Upwave appoints John Bulgrin as CRO. Upwave said Bulgrin will lead the revenue organization and expand strategic partnerships as marketers seek faster, more actionable, AI-powered measurement. That makes the hire less like routine commercial succession and more like a bet that measurement vendors must sell transformation, not just dashboards.

Norstat creates a CIO role and gives it to Olav Nistad. The new post is explicitly tied to technical integration of acquisitions and the rollout of unified systems across Norstat's footprint, which makes this as much an operating-model story as a people move. Research companies are still buying, expanding and stitching platforms together, and executive hiring is increasingly about integration capacity.

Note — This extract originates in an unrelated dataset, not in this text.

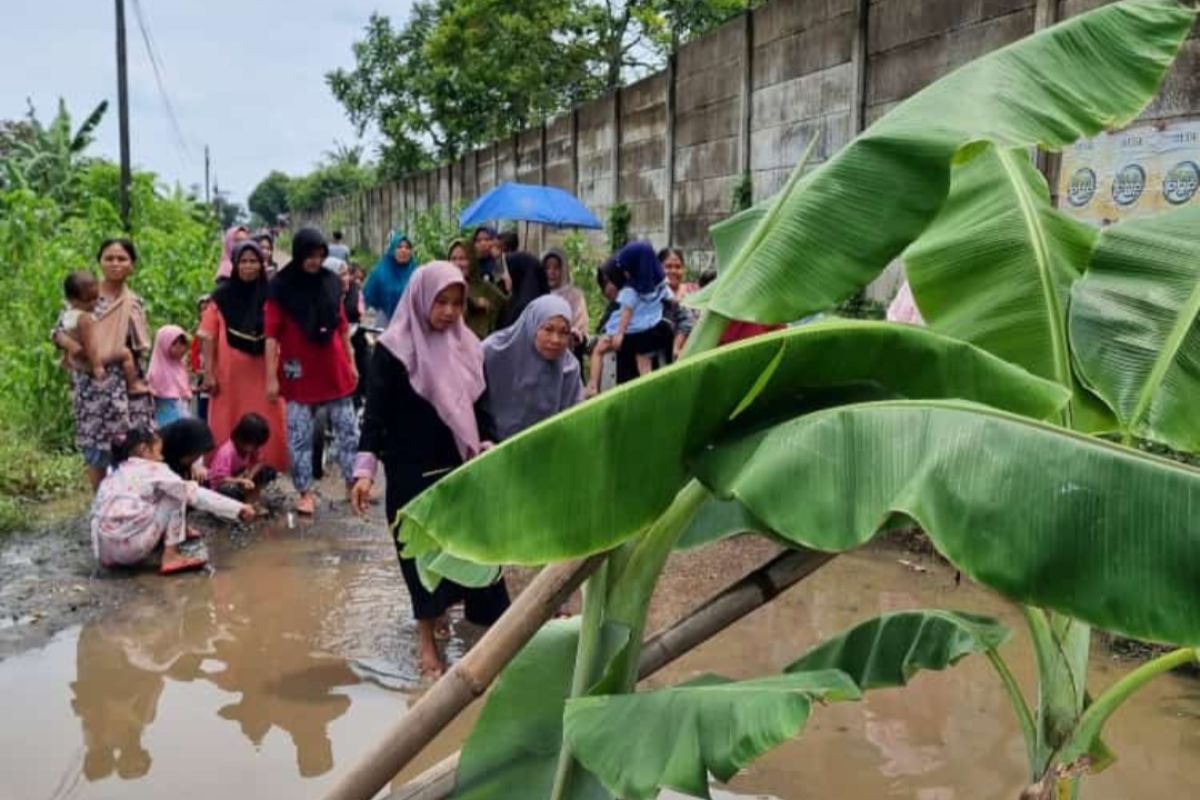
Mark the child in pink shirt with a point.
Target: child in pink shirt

Origin enters a transition phase after Tom George's exit. MRWeb reported that Tom George stepped down as CEO of ISBA's cross-media measurement initiative Origin after nearly four years, with Steve Chester stepping in on an interim basis. For buyers and measurement stakeholders, it is a reminder that organizational continuity matters as much as methodology when platforms are still trying to become industry standards.

Behave's Germany launch blends org change with category expansion. Research Live reported that the behavioural insights consultancy is extending into mainland Europe under Karin Immenroth and Minh Nguyen, with the move tied to new AI-powered products built on a proprietary knowledge database. That makes the expansion notable not only geographically, but also as evidence that consultancies are pairing new-market entry with AI productization.

Expert Insights & Thought Leadership

Finn Raben's warning was broader: AI is already infrastructure, but trust remains fragile. In Greenbook, Raben framed AI as a force multiplier, a source of distortion and a threat to trust all at once, pressing researchers to balance scale and efficiency with rigor, authenticity and governance.

Tatiana Urrea pushed the executional case for discipline over hype. Her Greenbook piece argued that objective, constraints and output expectations are the core structure for turning gen AI into business impact. The implication is practical: prompt craft and human judgment are becoming part of mainstream research operations, not a side skill.

Research Live added the week's most useful plain-English explainer on synthetic panels. Its May 20 feature broke the category into LLM-based simulation, augmentation from smaller real samples, and AI systems trained on human response data, while Grant Feller argued that the more automated research becomes, the more valuable storytelling grows, and Sabrina Trinquetel warned that inclusive AI requires active scrutiny of hidden bias.

Quirk's captured the practitioner agenda from London in one unusually revealing document drop. Its shared presentation pack from The Quirk's Event London surfaced the topics vendors and brand-side teams are actively bringing to market now: AI-driven sensory moderation, self-serve research with rigor, conversational AI communities, synthetic models, AI-powered product testing, research agents and digital twins. That is less a single story than a snapshot of where industry attention is clustering.